The UVOT makes Swift a complete multi-wavelength facility. Co-aligned with the XRT, UVOT provides simultaneous ultraviolet and optical coverage (170-650 nm) in a 17' x 17' field. Despite its limited aperture, UVOT is a powerful complement to other instruments because of its UV capabilities and the absence of atmospheric extinction, diffraction, and background. Since UVOT has photon counting detectors, which are able to retain individual photon positions and timing information, it operates in a mode more similar to typical x-ray telescopes than to typical optical telescopes.
The UVOT is a 30 cm modified Ritchey-Chretien UV/optical telescope CO-aligned with the X-ray Telescope and mounted on the telescope platform common to all instruments.
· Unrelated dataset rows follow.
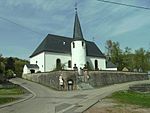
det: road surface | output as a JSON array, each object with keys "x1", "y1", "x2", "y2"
[{"x1": 0, "y1": 78, "x2": 150, "y2": 113}]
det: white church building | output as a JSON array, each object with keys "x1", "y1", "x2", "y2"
[{"x1": 23, "y1": 11, "x2": 117, "y2": 74}]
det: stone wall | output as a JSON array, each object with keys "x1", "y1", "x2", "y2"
[
  {"x1": 88, "y1": 71, "x2": 149, "y2": 87},
  {"x1": 22, "y1": 71, "x2": 76, "y2": 90},
  {"x1": 23, "y1": 71, "x2": 148, "y2": 90}
]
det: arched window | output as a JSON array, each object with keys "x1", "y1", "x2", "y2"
[
  {"x1": 30, "y1": 69, "x2": 35, "y2": 74},
  {"x1": 56, "y1": 59, "x2": 61, "y2": 69},
  {"x1": 95, "y1": 60, "x2": 98, "y2": 70},
  {"x1": 82, "y1": 42, "x2": 84, "y2": 47},
  {"x1": 68, "y1": 60, "x2": 71, "y2": 68},
  {"x1": 73, "y1": 42, "x2": 75, "y2": 48}
]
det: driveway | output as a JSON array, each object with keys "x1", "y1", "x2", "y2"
[{"x1": 0, "y1": 78, "x2": 150, "y2": 113}]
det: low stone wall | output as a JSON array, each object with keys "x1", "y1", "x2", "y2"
[
  {"x1": 88, "y1": 71, "x2": 149, "y2": 87},
  {"x1": 23, "y1": 71, "x2": 148, "y2": 90},
  {"x1": 22, "y1": 71, "x2": 76, "y2": 90}
]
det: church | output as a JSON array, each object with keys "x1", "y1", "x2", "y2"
[{"x1": 23, "y1": 10, "x2": 117, "y2": 74}]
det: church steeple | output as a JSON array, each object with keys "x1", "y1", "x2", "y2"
[{"x1": 73, "y1": 7, "x2": 84, "y2": 40}]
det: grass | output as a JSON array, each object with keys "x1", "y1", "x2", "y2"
[
  {"x1": 0, "y1": 97, "x2": 17, "y2": 104},
  {"x1": 0, "y1": 84, "x2": 25, "y2": 104},
  {"x1": 109, "y1": 91, "x2": 150, "y2": 108},
  {"x1": 0, "y1": 86, "x2": 24, "y2": 95}
]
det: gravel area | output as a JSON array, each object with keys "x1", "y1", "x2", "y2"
[{"x1": 84, "y1": 99, "x2": 150, "y2": 113}]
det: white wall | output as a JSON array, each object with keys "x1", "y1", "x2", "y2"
[
  {"x1": 30, "y1": 52, "x2": 45, "y2": 72},
  {"x1": 87, "y1": 56, "x2": 106, "y2": 70},
  {"x1": 45, "y1": 52, "x2": 71, "y2": 71},
  {"x1": 23, "y1": 65, "x2": 30, "y2": 74}
]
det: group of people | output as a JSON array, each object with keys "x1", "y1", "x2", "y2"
[{"x1": 59, "y1": 64, "x2": 89, "y2": 90}]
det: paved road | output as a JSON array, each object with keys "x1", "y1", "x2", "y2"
[{"x1": 0, "y1": 78, "x2": 150, "y2": 113}]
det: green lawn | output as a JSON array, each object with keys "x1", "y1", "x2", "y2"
[
  {"x1": 0, "y1": 87, "x2": 24, "y2": 95},
  {"x1": 109, "y1": 91, "x2": 150, "y2": 107},
  {"x1": 0, "y1": 97, "x2": 17, "y2": 104}
]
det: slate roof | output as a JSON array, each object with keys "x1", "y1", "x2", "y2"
[
  {"x1": 26, "y1": 64, "x2": 39, "y2": 69},
  {"x1": 30, "y1": 34, "x2": 105, "y2": 58},
  {"x1": 106, "y1": 61, "x2": 117, "y2": 68}
]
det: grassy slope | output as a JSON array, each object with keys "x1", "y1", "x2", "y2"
[
  {"x1": 0, "y1": 87, "x2": 24, "y2": 95},
  {"x1": 110, "y1": 91, "x2": 150, "y2": 107},
  {"x1": 0, "y1": 86, "x2": 25, "y2": 104}
]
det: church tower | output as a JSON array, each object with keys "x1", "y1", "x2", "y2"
[{"x1": 71, "y1": 8, "x2": 86, "y2": 69}]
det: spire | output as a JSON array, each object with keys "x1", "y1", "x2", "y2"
[{"x1": 73, "y1": 4, "x2": 84, "y2": 40}]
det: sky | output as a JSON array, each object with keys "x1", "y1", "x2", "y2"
[{"x1": 0, "y1": 0, "x2": 150, "y2": 59}]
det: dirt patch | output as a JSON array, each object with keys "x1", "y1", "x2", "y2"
[{"x1": 84, "y1": 99, "x2": 150, "y2": 113}]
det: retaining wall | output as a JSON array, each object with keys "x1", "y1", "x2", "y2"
[
  {"x1": 88, "y1": 71, "x2": 149, "y2": 87},
  {"x1": 22, "y1": 71, "x2": 149, "y2": 90}
]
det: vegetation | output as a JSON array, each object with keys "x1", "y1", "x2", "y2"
[
  {"x1": 110, "y1": 91, "x2": 150, "y2": 107},
  {"x1": 106, "y1": 40, "x2": 150, "y2": 72},
  {"x1": 0, "y1": 83, "x2": 25, "y2": 104},
  {"x1": 0, "y1": 55, "x2": 29, "y2": 78},
  {"x1": 0, "y1": 87, "x2": 24, "y2": 95}
]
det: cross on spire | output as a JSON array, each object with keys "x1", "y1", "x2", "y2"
[{"x1": 75, "y1": 1, "x2": 78, "y2": 11}]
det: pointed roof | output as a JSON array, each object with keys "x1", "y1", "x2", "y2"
[
  {"x1": 73, "y1": 11, "x2": 84, "y2": 40},
  {"x1": 30, "y1": 34, "x2": 105, "y2": 58}
]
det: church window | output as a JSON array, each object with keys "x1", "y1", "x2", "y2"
[
  {"x1": 68, "y1": 60, "x2": 71, "y2": 68},
  {"x1": 73, "y1": 42, "x2": 75, "y2": 48},
  {"x1": 82, "y1": 42, "x2": 84, "y2": 47},
  {"x1": 95, "y1": 60, "x2": 98, "y2": 70},
  {"x1": 56, "y1": 59, "x2": 61, "y2": 70}
]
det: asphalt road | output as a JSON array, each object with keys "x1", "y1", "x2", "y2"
[{"x1": 0, "y1": 78, "x2": 150, "y2": 113}]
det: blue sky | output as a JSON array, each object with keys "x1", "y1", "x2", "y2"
[{"x1": 0, "y1": 0, "x2": 150, "y2": 59}]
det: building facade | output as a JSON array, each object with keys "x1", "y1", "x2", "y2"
[{"x1": 23, "y1": 11, "x2": 116, "y2": 72}]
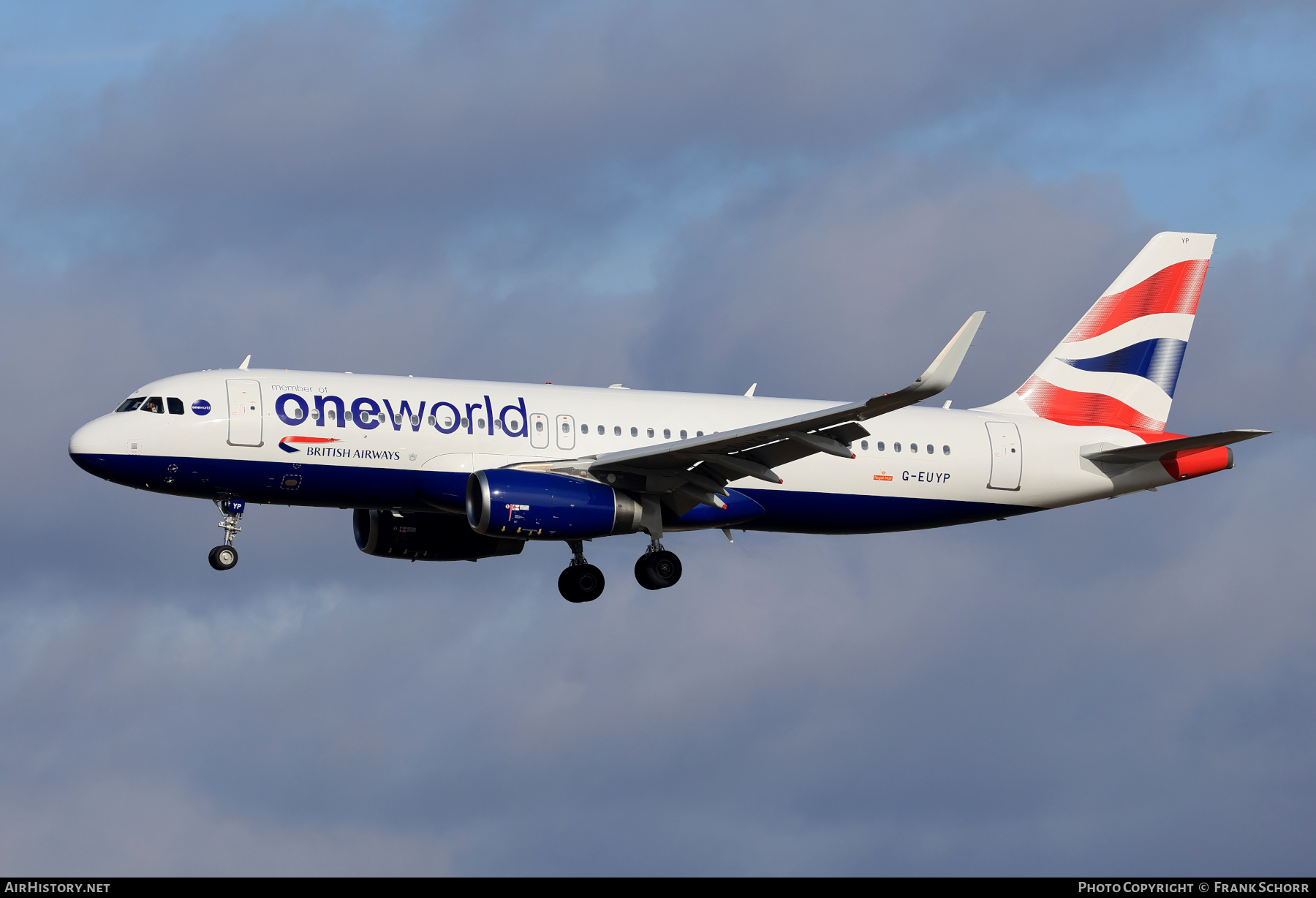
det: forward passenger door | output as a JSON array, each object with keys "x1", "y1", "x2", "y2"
[{"x1": 227, "y1": 380, "x2": 265, "y2": 446}]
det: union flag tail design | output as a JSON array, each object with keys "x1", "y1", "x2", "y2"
[{"x1": 986, "y1": 230, "x2": 1216, "y2": 433}]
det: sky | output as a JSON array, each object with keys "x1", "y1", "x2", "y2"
[{"x1": 0, "y1": 0, "x2": 1316, "y2": 875}]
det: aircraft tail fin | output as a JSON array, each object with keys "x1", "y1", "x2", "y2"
[{"x1": 986, "y1": 230, "x2": 1216, "y2": 433}]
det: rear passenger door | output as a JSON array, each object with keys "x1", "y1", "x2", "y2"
[
  {"x1": 526, "y1": 412, "x2": 549, "y2": 449},
  {"x1": 987, "y1": 421, "x2": 1024, "y2": 490},
  {"x1": 553, "y1": 415, "x2": 575, "y2": 450}
]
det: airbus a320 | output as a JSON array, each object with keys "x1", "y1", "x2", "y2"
[{"x1": 69, "y1": 232, "x2": 1267, "y2": 602}]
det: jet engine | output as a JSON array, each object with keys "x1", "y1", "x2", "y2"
[
  {"x1": 466, "y1": 467, "x2": 641, "y2": 540},
  {"x1": 352, "y1": 508, "x2": 525, "y2": 561}
]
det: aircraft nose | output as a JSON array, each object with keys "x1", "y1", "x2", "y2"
[{"x1": 69, "y1": 416, "x2": 115, "y2": 461}]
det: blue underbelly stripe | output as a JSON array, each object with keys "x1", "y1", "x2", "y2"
[{"x1": 72, "y1": 454, "x2": 1041, "y2": 533}]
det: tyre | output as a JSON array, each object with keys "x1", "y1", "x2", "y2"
[
  {"x1": 637, "y1": 549, "x2": 681, "y2": 590},
  {"x1": 635, "y1": 556, "x2": 662, "y2": 590},
  {"x1": 558, "y1": 565, "x2": 604, "y2": 602},
  {"x1": 211, "y1": 545, "x2": 238, "y2": 570}
]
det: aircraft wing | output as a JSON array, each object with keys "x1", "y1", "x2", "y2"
[{"x1": 529, "y1": 312, "x2": 986, "y2": 505}]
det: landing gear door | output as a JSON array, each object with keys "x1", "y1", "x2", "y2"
[
  {"x1": 553, "y1": 415, "x2": 575, "y2": 449},
  {"x1": 528, "y1": 413, "x2": 549, "y2": 449},
  {"x1": 987, "y1": 421, "x2": 1024, "y2": 490},
  {"x1": 227, "y1": 380, "x2": 265, "y2": 446}
]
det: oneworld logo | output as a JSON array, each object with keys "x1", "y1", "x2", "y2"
[{"x1": 275, "y1": 393, "x2": 530, "y2": 434}]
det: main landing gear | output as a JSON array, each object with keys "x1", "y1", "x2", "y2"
[
  {"x1": 558, "y1": 540, "x2": 602, "y2": 602},
  {"x1": 211, "y1": 499, "x2": 246, "y2": 570},
  {"x1": 635, "y1": 536, "x2": 681, "y2": 590}
]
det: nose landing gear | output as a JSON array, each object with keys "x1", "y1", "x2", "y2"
[
  {"x1": 635, "y1": 537, "x2": 681, "y2": 590},
  {"x1": 558, "y1": 540, "x2": 604, "y2": 602},
  {"x1": 211, "y1": 499, "x2": 246, "y2": 570}
]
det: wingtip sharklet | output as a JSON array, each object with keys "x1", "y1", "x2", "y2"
[
  {"x1": 869, "y1": 311, "x2": 987, "y2": 403},
  {"x1": 910, "y1": 311, "x2": 987, "y2": 395}
]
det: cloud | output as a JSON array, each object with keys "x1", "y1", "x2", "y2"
[{"x1": 0, "y1": 4, "x2": 1316, "y2": 875}]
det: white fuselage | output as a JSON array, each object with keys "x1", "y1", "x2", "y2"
[{"x1": 69, "y1": 370, "x2": 1174, "y2": 532}]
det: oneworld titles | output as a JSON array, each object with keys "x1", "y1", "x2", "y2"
[{"x1": 273, "y1": 393, "x2": 530, "y2": 437}]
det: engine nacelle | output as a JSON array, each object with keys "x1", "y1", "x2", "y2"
[
  {"x1": 352, "y1": 508, "x2": 525, "y2": 561},
  {"x1": 466, "y1": 467, "x2": 641, "y2": 540}
]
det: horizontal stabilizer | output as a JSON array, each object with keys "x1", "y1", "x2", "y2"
[{"x1": 1079, "y1": 431, "x2": 1270, "y2": 465}]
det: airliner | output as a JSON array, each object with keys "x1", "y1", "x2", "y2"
[{"x1": 69, "y1": 232, "x2": 1268, "y2": 602}]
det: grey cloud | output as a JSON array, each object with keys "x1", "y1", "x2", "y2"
[
  {"x1": 0, "y1": 5, "x2": 1316, "y2": 875},
  {"x1": 4, "y1": 437, "x2": 1316, "y2": 873},
  {"x1": 7, "y1": 3, "x2": 1242, "y2": 260}
]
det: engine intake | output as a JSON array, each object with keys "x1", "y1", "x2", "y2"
[
  {"x1": 352, "y1": 508, "x2": 525, "y2": 561},
  {"x1": 466, "y1": 467, "x2": 641, "y2": 540}
]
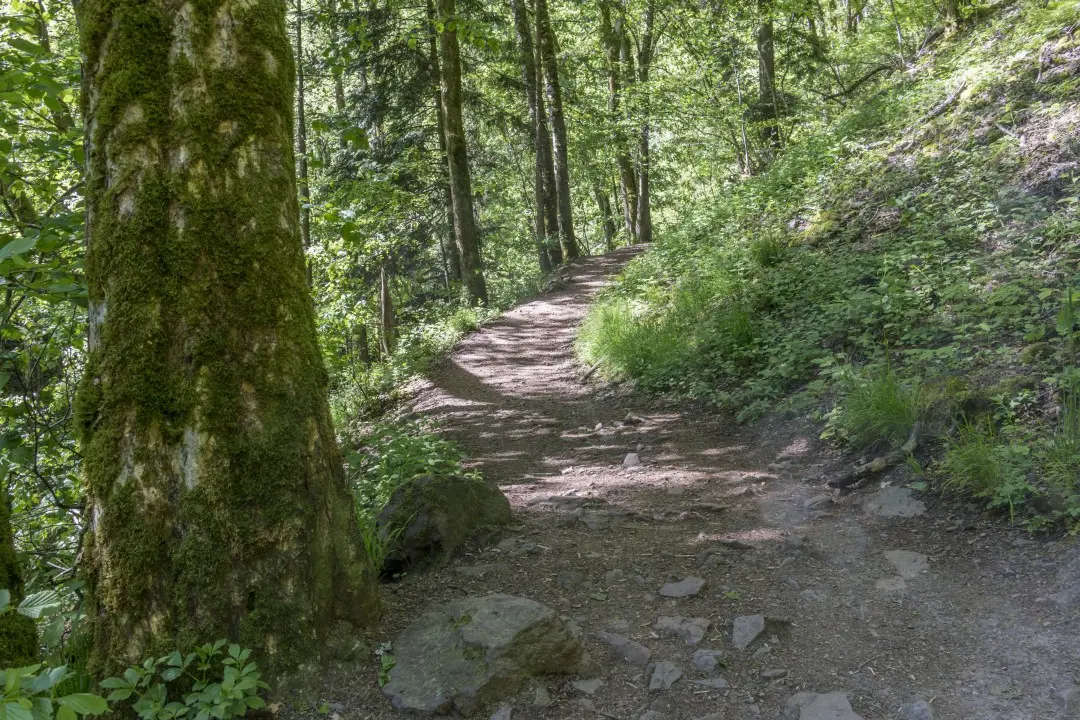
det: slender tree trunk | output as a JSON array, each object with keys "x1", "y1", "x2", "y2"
[
  {"x1": 757, "y1": 0, "x2": 780, "y2": 155},
  {"x1": 379, "y1": 261, "x2": 396, "y2": 357},
  {"x1": 0, "y1": 483, "x2": 38, "y2": 667},
  {"x1": 637, "y1": 0, "x2": 656, "y2": 243},
  {"x1": 510, "y1": 0, "x2": 554, "y2": 272},
  {"x1": 535, "y1": 0, "x2": 581, "y2": 259},
  {"x1": 76, "y1": 0, "x2": 377, "y2": 674},
  {"x1": 593, "y1": 180, "x2": 616, "y2": 253},
  {"x1": 532, "y1": 27, "x2": 563, "y2": 266},
  {"x1": 428, "y1": 0, "x2": 461, "y2": 282},
  {"x1": 599, "y1": 0, "x2": 637, "y2": 243},
  {"x1": 438, "y1": 0, "x2": 487, "y2": 304},
  {"x1": 296, "y1": 0, "x2": 311, "y2": 254}
]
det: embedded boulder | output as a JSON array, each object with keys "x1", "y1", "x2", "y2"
[
  {"x1": 382, "y1": 595, "x2": 583, "y2": 716},
  {"x1": 376, "y1": 475, "x2": 511, "y2": 573}
]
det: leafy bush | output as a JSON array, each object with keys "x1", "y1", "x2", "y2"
[
  {"x1": 0, "y1": 665, "x2": 109, "y2": 720},
  {"x1": 101, "y1": 640, "x2": 269, "y2": 720},
  {"x1": 347, "y1": 421, "x2": 468, "y2": 515}
]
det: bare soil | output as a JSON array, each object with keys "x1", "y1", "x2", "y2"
[{"x1": 325, "y1": 248, "x2": 1080, "y2": 720}]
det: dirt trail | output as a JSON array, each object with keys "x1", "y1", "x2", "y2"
[{"x1": 339, "y1": 249, "x2": 1080, "y2": 720}]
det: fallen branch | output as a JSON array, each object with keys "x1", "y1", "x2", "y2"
[{"x1": 828, "y1": 422, "x2": 922, "y2": 488}]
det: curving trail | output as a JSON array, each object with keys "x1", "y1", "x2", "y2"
[{"x1": 341, "y1": 248, "x2": 1080, "y2": 720}]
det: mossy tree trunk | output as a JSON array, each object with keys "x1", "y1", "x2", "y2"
[
  {"x1": 77, "y1": 0, "x2": 377, "y2": 673},
  {"x1": 0, "y1": 486, "x2": 38, "y2": 668},
  {"x1": 438, "y1": 0, "x2": 487, "y2": 304}
]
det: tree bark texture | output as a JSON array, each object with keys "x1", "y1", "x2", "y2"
[
  {"x1": 535, "y1": 0, "x2": 581, "y2": 259},
  {"x1": 76, "y1": 0, "x2": 377, "y2": 675},
  {"x1": 510, "y1": 0, "x2": 558, "y2": 272},
  {"x1": 438, "y1": 0, "x2": 487, "y2": 304},
  {"x1": 600, "y1": 0, "x2": 637, "y2": 243}
]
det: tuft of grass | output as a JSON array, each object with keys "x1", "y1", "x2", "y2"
[{"x1": 831, "y1": 368, "x2": 931, "y2": 449}]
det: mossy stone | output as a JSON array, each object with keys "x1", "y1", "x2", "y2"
[{"x1": 376, "y1": 475, "x2": 512, "y2": 573}]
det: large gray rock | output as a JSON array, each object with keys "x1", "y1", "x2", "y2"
[
  {"x1": 376, "y1": 475, "x2": 511, "y2": 572},
  {"x1": 382, "y1": 595, "x2": 583, "y2": 715},
  {"x1": 780, "y1": 693, "x2": 863, "y2": 720},
  {"x1": 652, "y1": 615, "x2": 710, "y2": 646},
  {"x1": 863, "y1": 485, "x2": 927, "y2": 517}
]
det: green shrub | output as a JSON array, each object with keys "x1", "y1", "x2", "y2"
[
  {"x1": 101, "y1": 640, "x2": 269, "y2": 720},
  {"x1": 829, "y1": 368, "x2": 929, "y2": 449},
  {"x1": 0, "y1": 665, "x2": 109, "y2": 720}
]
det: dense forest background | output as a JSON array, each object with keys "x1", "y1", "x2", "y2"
[{"x1": 0, "y1": 0, "x2": 1080, "y2": 703}]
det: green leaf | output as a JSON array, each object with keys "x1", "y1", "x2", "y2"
[
  {"x1": 17, "y1": 591, "x2": 60, "y2": 620},
  {"x1": 0, "y1": 235, "x2": 38, "y2": 262},
  {"x1": 57, "y1": 693, "x2": 109, "y2": 715}
]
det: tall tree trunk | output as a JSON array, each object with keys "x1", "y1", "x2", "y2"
[
  {"x1": 76, "y1": 0, "x2": 377, "y2": 674},
  {"x1": 593, "y1": 180, "x2": 616, "y2": 253},
  {"x1": 428, "y1": 0, "x2": 461, "y2": 282},
  {"x1": 296, "y1": 0, "x2": 311, "y2": 253},
  {"x1": 599, "y1": 0, "x2": 637, "y2": 243},
  {"x1": 438, "y1": 0, "x2": 487, "y2": 304},
  {"x1": 637, "y1": 0, "x2": 656, "y2": 243},
  {"x1": 757, "y1": 0, "x2": 780, "y2": 155},
  {"x1": 0, "y1": 483, "x2": 38, "y2": 667},
  {"x1": 379, "y1": 261, "x2": 396, "y2": 357},
  {"x1": 532, "y1": 27, "x2": 563, "y2": 266},
  {"x1": 510, "y1": 0, "x2": 554, "y2": 272},
  {"x1": 535, "y1": 0, "x2": 581, "y2": 259}
]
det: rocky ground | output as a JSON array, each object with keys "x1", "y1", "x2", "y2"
[{"x1": 315, "y1": 249, "x2": 1080, "y2": 720}]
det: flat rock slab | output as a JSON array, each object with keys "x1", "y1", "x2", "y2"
[
  {"x1": 731, "y1": 615, "x2": 765, "y2": 650},
  {"x1": 660, "y1": 578, "x2": 705, "y2": 598},
  {"x1": 863, "y1": 486, "x2": 927, "y2": 517},
  {"x1": 652, "y1": 615, "x2": 711, "y2": 646},
  {"x1": 885, "y1": 551, "x2": 930, "y2": 580},
  {"x1": 596, "y1": 631, "x2": 652, "y2": 665},
  {"x1": 690, "y1": 650, "x2": 724, "y2": 675},
  {"x1": 382, "y1": 595, "x2": 583, "y2": 716},
  {"x1": 649, "y1": 661, "x2": 683, "y2": 692},
  {"x1": 780, "y1": 693, "x2": 864, "y2": 720}
]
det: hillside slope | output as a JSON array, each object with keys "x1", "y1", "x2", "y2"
[{"x1": 579, "y1": 0, "x2": 1080, "y2": 526}]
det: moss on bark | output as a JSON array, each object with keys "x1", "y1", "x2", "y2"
[{"x1": 77, "y1": 0, "x2": 376, "y2": 673}]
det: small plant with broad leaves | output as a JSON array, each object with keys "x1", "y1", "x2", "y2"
[
  {"x1": 0, "y1": 665, "x2": 109, "y2": 720},
  {"x1": 100, "y1": 640, "x2": 269, "y2": 720}
]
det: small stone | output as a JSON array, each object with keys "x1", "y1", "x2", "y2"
[
  {"x1": 780, "y1": 692, "x2": 863, "y2": 720},
  {"x1": 731, "y1": 615, "x2": 765, "y2": 650},
  {"x1": 570, "y1": 678, "x2": 604, "y2": 695},
  {"x1": 596, "y1": 631, "x2": 652, "y2": 665},
  {"x1": 649, "y1": 661, "x2": 683, "y2": 692},
  {"x1": 691, "y1": 650, "x2": 724, "y2": 675},
  {"x1": 455, "y1": 562, "x2": 510, "y2": 578},
  {"x1": 900, "y1": 699, "x2": 934, "y2": 720},
  {"x1": 532, "y1": 682, "x2": 552, "y2": 707},
  {"x1": 885, "y1": 551, "x2": 930, "y2": 580},
  {"x1": 863, "y1": 486, "x2": 927, "y2": 517},
  {"x1": 652, "y1": 615, "x2": 711, "y2": 646},
  {"x1": 604, "y1": 568, "x2": 626, "y2": 584},
  {"x1": 874, "y1": 576, "x2": 907, "y2": 593},
  {"x1": 555, "y1": 570, "x2": 585, "y2": 590},
  {"x1": 660, "y1": 578, "x2": 705, "y2": 598}
]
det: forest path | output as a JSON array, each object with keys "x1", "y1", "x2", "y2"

An 11-position filter wheel allows low-resolution grism spectra of bright GRBs, magnification, and broad-band UV/visible photometry. Photons register on a microchannel plate intensified CCD (MIC).
The UVOT boasts a strong heritage, in the team's expertise as well as instrument's design, testing, and performance, from the Optical Monitor (OM) on the European Space Agency's X-ray Multi-Mirror Mission (XMM). This heritage has been enhanced by operations of XMMOM, which will continue throughout Swift's Operation Phase. To minimize risk, UVOT deviated from the OM hardware design only when forced to by new interfaces to the spacecraft and by the unavailability of OM parts.
Ground observations of GRBs have shown that optical afterglows typically decline in brightness as t-1.1 to t-2.1. Therefore, rapid response is required to observe these counterparts and determine their redshift while they are still bright.
The UVOT is uniquely capable for afterglow studies. It has UV capability which is not possible from the ground. It cannot be clouded out. It is also much more sensitive than any other quick reaction telescope. The UVOT also enables optimal ground based observations by providing rapid optical images of the GRB field so that any optical or IR counterpart can be quickly identified and studied. Stars in the FOV of the UVOT provide an astrometric grid for the GRB field.
The UltraViolet and Optical Telescope (UVOT) is a diffraction-limited 30 cm (12" aperture) Ritchey-Chretien reflector, sensitive to magnitude 24 in a 17 minute exposure. Immediately after a GRB is detected and located by the BAT, the spacecraft slews to point both the UVOT and the XRT at the GRB location. The spacecraft's 20-70 second time-to-target means that about ~ 100 GRBs per year (about 1/3 of the total) will be observed by the narrow field instruments during the gamma ray emission. As of the end of January, 1999, only one GRB has been successfully detected optically during the burst-GRB990123 which reached magnitude 9.
When a new GRB is acquired by the spacecraft, the UVOT goes through a predetermined program of exposure times and filter combinations. The initial images are immediately sent to the ground for use as a finding chart by ground-based observers, and for comparison to archival observations of the same patch of sky to detect a variable source that could be the optical counterpart. The filtered observations give the temporal behavior as a function of wavelength. If the GRB is at a distance greater than z ~ 1, the filtered observations allow measurement of the redshift of the GRB.
Here is an optical image of a GRB afterglow, two days after the burst. This observation was made using a large ground-based telescope (the 4.2 meter William Herschel Telescope, observation by Paul Groot) when it was around magnitude 20. This image is cropped to 2 arcminutes (compared to 17 arcmin for the UVOT FOV). The size of the 5 arcsecond diameter position determination from the XRT is shown as a green circle. The UVOT is able to determine the location of any afterglow it sees to an accuracy of a few tenths of an arcsecond.